アメリカで既にベストセラーとなっている書籍、『Moonshot! – 世界を変えるビジネスはこうつくる!』が、Amazonでの発売予定日(今日 2016/02/24)の前日に青山ブックセンターで見つけたので、早速購入して読んでみました。
著者は、あのペプシコーラのCEOからスティーブ・ジョブズに引き抜かれ、AppleのCEOを務めたジョン・スカリー。現在上映中の新しいほうの映画『スティーブ・ジョブズ』では人間関係にフォーカスしたシーンで度々登場しています。彼が、ジョブズ亡き今となって書く考察本にとても興味があり、Amazonで以前から予約をしていました。本書で彼は、自身の経験に基づく提案や、現代で起こっている人工知能、データサイエンス、IoTなどの新世代の技術に触れ、コンピュータの進化について「生産性を上げるためのツール」から「知的アシスタント」への変貌について、考察を通して明らかにしていきます。そして「適応型イノベーター」という起業家の性質を問いかけています。
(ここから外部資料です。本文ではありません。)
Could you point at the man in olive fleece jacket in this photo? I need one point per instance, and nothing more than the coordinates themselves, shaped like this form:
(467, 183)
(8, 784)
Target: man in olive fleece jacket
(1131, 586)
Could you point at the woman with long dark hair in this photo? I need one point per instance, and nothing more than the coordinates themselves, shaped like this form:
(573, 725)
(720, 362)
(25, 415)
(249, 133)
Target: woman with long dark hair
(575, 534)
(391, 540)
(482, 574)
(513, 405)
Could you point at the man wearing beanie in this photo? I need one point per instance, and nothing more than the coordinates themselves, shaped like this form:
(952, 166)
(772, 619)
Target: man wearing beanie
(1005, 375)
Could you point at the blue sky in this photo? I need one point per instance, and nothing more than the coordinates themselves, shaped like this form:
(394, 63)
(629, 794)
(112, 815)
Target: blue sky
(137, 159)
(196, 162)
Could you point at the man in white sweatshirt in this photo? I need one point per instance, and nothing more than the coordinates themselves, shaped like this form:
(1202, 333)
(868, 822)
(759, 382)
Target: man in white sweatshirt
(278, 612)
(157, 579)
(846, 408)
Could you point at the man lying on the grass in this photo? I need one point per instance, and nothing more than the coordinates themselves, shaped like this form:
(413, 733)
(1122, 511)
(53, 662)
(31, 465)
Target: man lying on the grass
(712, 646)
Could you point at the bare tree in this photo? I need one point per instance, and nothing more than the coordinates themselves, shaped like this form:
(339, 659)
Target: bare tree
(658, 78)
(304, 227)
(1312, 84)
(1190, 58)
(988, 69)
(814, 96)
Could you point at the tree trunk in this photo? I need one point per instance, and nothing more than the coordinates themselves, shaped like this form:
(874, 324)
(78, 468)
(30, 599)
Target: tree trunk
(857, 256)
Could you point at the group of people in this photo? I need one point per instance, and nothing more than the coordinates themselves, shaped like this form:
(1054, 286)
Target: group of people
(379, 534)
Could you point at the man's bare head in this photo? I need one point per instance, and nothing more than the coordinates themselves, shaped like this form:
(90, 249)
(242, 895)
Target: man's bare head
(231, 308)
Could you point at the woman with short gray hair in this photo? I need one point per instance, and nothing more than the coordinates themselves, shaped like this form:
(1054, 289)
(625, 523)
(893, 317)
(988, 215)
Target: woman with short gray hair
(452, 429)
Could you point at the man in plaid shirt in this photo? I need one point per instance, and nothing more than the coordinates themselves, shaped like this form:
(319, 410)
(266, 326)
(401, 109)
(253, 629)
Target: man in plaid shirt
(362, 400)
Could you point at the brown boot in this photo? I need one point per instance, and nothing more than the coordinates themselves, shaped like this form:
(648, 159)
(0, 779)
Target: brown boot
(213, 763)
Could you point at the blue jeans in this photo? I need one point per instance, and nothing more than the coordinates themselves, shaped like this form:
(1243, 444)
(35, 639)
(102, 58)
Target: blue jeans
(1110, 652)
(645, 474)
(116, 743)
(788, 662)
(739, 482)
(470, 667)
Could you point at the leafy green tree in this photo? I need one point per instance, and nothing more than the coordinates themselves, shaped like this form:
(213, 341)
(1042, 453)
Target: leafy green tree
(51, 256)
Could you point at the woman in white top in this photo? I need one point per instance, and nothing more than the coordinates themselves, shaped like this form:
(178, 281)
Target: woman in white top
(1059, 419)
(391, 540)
ジョブズ視点で描かれるAppleの物語では、どうしても役者として「敵」の立場として描かれてしまう彼ですが、現代(2015年、2016年)何に興味を持っているのか、それを知ることができただけでも面白く読めました。サプライチェーンの分野、ヘルスケア領域を8年追いかけており、Apple以後では弟が共同創業者として立ち上げた金融サービス「イントラリンクス」がNY証券取引所に上場したエピソードや、スペイン人の友人の一人ハビエル・ウリベ・エチェバリア氏が開発した、Siriよりも優れたスペイン語に特化した音声アシスタント機能についてなど書かれています。
ジョン・スカリー視点から書かれたAppleの物語
本書の構成は、1982年11月のジョン・スカリーの振り返りから始まる。Appleがまだ5億ドルの売上高しか無かった頃、当時27歳のスティーブ・ジョブズと初めてあった日の出来事である。ジョブズ本やアップルの歴史に関する考察文献は山程あるが、彼の視点で描かれたシーンは今まで少なかった。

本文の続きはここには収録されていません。